Switzerland-based mining company Glencore has reportedly signed a deal to supply cobalt materials to a Chinese lithium battery manufacturer – who would in turn sell batteries for Volkswagen’s (VW) electric vehicles.
According to Reuters, the deal would see Glencore sell up to 20,000 tonnes of cobalt products to CATL (Contemporary Amperex Technology Co Ltd), a China-based battery giant who also supplies EV batteries to carmaker BMW.
“It was a triangular deal where Glencore, CATL and VW got round the table,“ Reuters quoted a cobalt-trading source as saying. “CATL on their own weren’t willing to commit to such a large quantity so VW said they would buy the batteries (from CATL).“
The contract to supply cobalt hydroxide and alloys, the sources said, was based on cobalt metal prices which at the time were around $28,500 a tonne on the London Metal Exchange CBD3. They have since more than doubled to above $58,000 a tonne.
Glencore declined a request by BBB to comment on the report.
According to Reuters, a spokesperson for VW’s operations in China said: “There is no guarantee from the VW group to anyone.”
“CATL is among the suppliers VW is currently talking to,” the VW source said. “We are not commenting on our business relations.“
Meanwhile, Ulrich Eichhorn, head of R&D for the VW Group, told Automotive News: “We will need more than 200 gigawatt-hours“ by 2025 – a battery capacity that is “equivalent to 40 Tesla gigafactories”.

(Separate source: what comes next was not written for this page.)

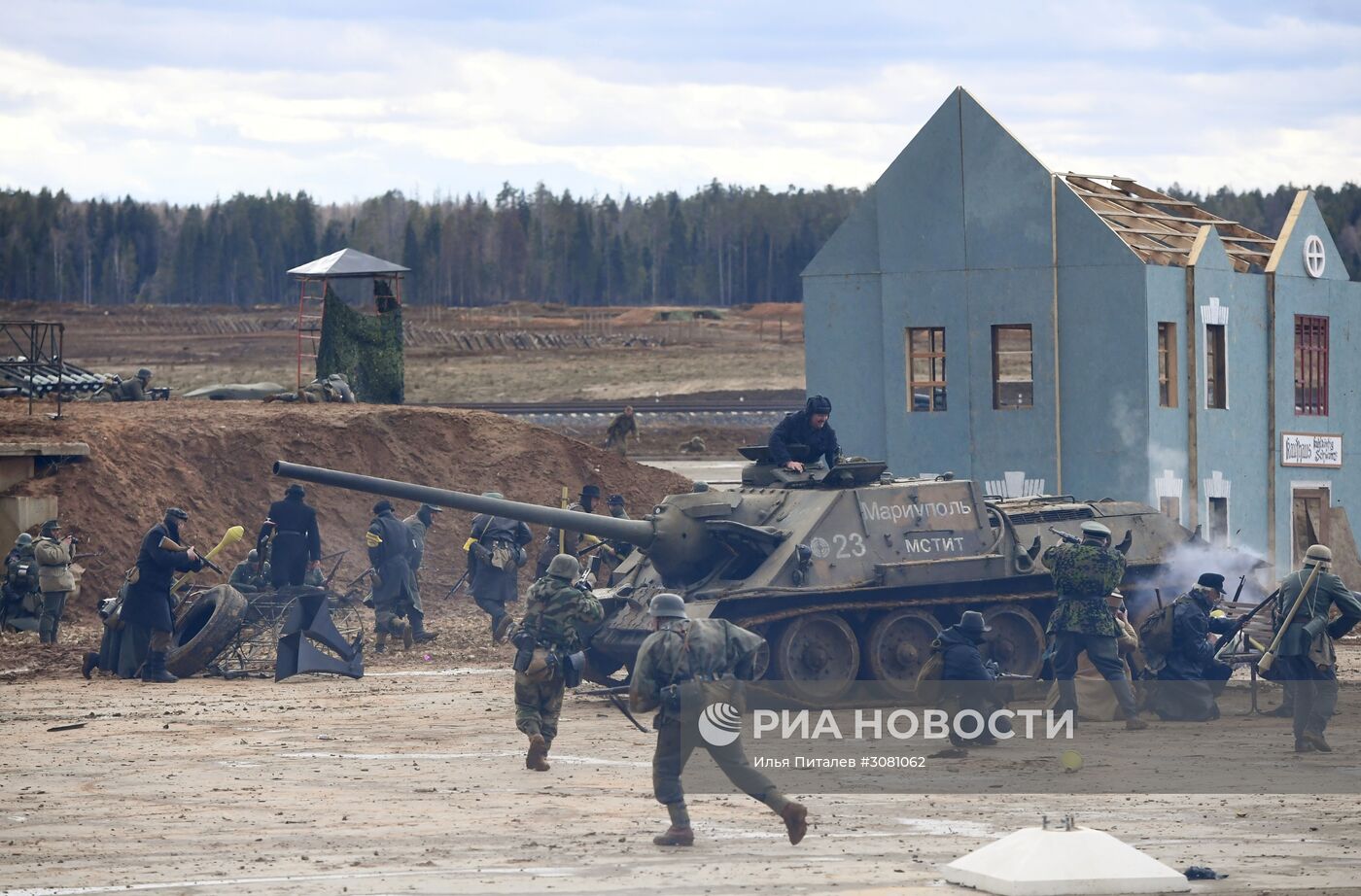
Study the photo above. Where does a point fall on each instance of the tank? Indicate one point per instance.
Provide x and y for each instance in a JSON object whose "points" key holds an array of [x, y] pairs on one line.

VW has said in the last year that it intends to launch more than 30 pure EVs over the next 10 years. The group forecasts that its own pure EV sales will be between two and three million units in 2025, equivalent to some 20% to 25% of the total unit sales expected at that time.
The EV trend has also been adopted by Chinese-owned and Sweden-based automotive maker, Volvo, which said recently all of its vehicles made after 2019 will be electric or hybrid.